Miriam found herself irritated on Eliza’s behalf. “It’s not like girls don’t want adventures, too.”
“That’s exactly what Jacob said. We came down one summer from Alberta for a conference and everyone sat around telling stories about Great-Great-Grandma, including the one about how she’d disappear whenever someone annoying came looking for her. It turned out that her cabin was still out there by the Ghost Cliffs, at Yellow Flats. Nobody had lived there for thirty years. It was an old cabin without electricity or running water. And there was something about the bones of an Indian—or maybe it was some murdered guy, I don’t remember—that creeped people out. Once people started gossiping about bones, my father shut it down. But you can imagine how that set us off. We had to get a look at this place.
“Eliza got wind of our plans, begged to go with us. Jacob got her out of her chores, and we all sneaked out the back door, swiped some horses from the stables, and rode off toward Yellow Flats.
“The cabin was boring—at first. Half the roof had collapsed, and anything interesting was long picked clean. It was a hot day, and we splashed around in Blister Creek where it came by the house. We’d left the horses in the orchard. Most of the trees had died, but there were a couple of overgrown apple trees growing near the creek. Someone—Enoch, maybe?—stumbled into a yellow jacket nest. I don’t know if it was the fruit that attracted them or maybe the shade. Anyway, the horses spooked, and we ran like hell for the cabin. Eliza was the slowest and took the brunt of the attack.”
“Yikes,” Miriam said. “What happened?”
“Jacob went back and kicked at the nest so she could get away. The rest of us ran for the cabin, got in and shut up the door while we waited for him. Enoch pulled up some loose boards to cover the windows. That’s when we discovered my Great-Great-Grandmother Cowley’s secret hiding place.
“I can’t remember how Jacob got away from the yellow jackets—I guess they stung him quite a bit—but once we were safely inside and finished swatting wasps, he produced a penlight and shone it down the stairs into the hidden cellar. It smelle
d like canned fruit and old paper. Who knew what was down there? Eliza was so excited she stopped whimpering about the stings and begged us to let her go down. We were pretending it was haunted. I guess it was, in a way.”
“How do you mean, haunted?” Miriam asked.

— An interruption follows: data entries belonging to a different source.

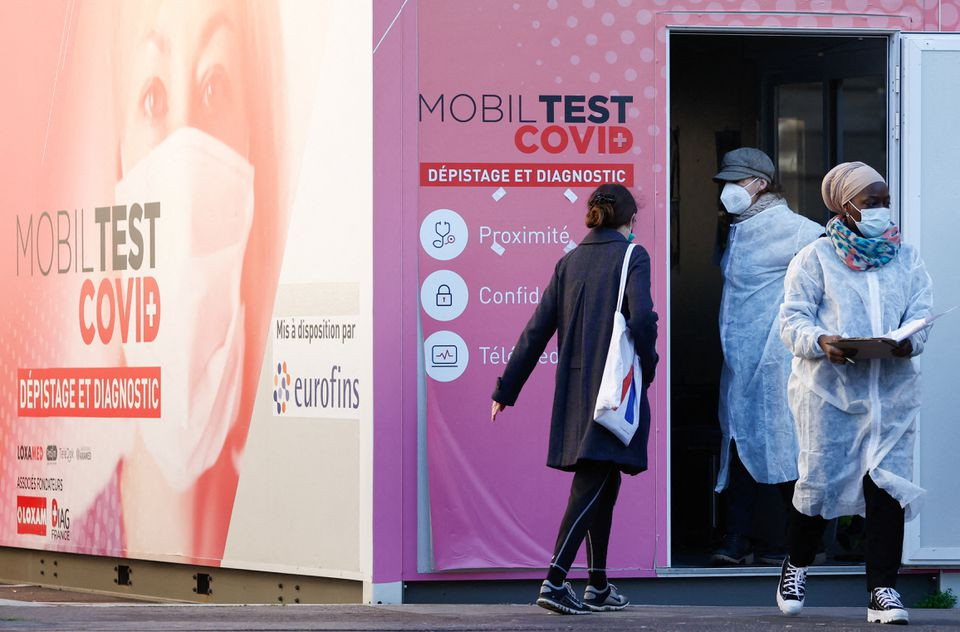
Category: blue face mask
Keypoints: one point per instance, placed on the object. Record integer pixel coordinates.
(873, 221)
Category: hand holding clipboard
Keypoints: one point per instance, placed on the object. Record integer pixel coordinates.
(883, 346)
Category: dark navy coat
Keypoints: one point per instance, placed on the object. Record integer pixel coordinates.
(578, 305)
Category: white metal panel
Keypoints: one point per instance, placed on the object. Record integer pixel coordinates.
(930, 212)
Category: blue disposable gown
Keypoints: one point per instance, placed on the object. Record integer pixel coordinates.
(753, 385)
(853, 419)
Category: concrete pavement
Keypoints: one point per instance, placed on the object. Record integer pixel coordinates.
(30, 608)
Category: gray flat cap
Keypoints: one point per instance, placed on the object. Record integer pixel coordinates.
(745, 162)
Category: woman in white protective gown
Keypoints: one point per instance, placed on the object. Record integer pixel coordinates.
(856, 419)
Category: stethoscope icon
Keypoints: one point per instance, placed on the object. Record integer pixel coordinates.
(442, 229)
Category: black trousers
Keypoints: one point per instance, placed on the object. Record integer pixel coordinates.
(589, 516)
(741, 494)
(884, 525)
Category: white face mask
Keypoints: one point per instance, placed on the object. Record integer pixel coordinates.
(205, 190)
(735, 198)
(873, 221)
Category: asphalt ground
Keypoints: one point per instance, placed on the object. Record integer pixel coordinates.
(31, 608)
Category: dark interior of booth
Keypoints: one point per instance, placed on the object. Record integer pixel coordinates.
(809, 103)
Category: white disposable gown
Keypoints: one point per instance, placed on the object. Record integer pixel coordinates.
(753, 385)
(853, 419)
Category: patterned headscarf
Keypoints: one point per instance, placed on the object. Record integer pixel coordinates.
(863, 253)
(843, 182)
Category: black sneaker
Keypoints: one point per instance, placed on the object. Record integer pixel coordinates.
(604, 600)
(560, 599)
(736, 550)
(886, 607)
(791, 588)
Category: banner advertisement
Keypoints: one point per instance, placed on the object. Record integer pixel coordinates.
(182, 314)
(524, 108)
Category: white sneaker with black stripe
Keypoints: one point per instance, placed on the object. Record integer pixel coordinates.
(886, 607)
(560, 599)
(792, 588)
(604, 599)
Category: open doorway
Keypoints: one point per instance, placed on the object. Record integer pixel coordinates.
(809, 103)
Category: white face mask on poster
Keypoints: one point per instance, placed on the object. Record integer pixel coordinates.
(735, 198)
(873, 221)
(205, 190)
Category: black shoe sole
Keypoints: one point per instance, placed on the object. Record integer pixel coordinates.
(607, 608)
(559, 608)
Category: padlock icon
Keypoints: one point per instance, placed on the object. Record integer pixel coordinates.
(444, 296)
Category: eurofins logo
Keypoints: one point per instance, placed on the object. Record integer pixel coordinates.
(281, 387)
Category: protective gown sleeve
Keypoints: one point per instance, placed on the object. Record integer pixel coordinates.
(530, 346)
(803, 290)
(920, 302)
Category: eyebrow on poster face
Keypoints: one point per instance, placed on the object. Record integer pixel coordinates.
(216, 21)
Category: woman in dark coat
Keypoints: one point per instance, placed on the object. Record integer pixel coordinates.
(579, 304)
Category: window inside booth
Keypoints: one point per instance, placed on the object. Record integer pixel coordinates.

“There was something in the air. I don’t know, like a presence. It’s like when you’re praying by yourself and suddenly you’re not alone anymore. Know what I mean? We went down anyway. How often do you discover a secret room that nobody has touched in thirty years? We found books, journals, food, lanterns, and candles. I don’t know why or when she built—or had built—this cellar, but you could sense that she’d spent a lot of time down there. And there was still something of that time in the air. It’s hard to explain.”
Miriam said, “The town where I grew up in California opened a time capsule once. It had newspapers and photographs from the 1920s. Looking at that stuff you felt like you were transported back in time, like all the years between had shortened into a few weeks.”

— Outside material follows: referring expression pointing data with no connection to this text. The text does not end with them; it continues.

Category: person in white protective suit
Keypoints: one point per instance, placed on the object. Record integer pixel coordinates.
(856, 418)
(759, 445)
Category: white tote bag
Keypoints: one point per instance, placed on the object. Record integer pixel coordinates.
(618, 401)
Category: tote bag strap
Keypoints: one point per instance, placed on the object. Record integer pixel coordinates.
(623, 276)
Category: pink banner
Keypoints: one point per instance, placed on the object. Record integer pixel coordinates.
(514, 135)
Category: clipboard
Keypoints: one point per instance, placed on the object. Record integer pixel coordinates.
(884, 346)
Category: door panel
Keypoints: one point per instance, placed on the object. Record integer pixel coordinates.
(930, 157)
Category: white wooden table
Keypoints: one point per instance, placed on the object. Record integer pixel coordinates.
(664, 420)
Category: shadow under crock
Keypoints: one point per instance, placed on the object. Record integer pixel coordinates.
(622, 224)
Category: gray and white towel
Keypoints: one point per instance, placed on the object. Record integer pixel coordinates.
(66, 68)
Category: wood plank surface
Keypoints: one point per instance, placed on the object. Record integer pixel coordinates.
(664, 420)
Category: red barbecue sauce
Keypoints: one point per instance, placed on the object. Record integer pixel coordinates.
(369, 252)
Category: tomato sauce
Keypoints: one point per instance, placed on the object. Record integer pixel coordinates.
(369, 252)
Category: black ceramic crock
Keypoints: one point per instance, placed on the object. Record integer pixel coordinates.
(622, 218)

“Exactly like that,” David said. “Anyway, that’s where she hid all those times. It’s like this thing with Taylor Junior. They’d see Grandma on the porch, but by the time they rode up to the house she’d disappeared. There were rumors that an angel—or an evil spirit, depending on who was telling the story—would whisk her away. The truth was she had a secret cellar beneath the cabin. What do you think Jacob would say now?”
“He’d think Taylor Junior dug himself a secret hiding spot in the box canyon.”
“He wouldn’t come up with supernatural explanations, that’s for sure.”
“He never does.” She thought about it. David was probably right, and yet… “Maybe life is too easy for Jacob,” Miriam said as she worked through her thoughts. “I wonder if that’s what causes his doubts.”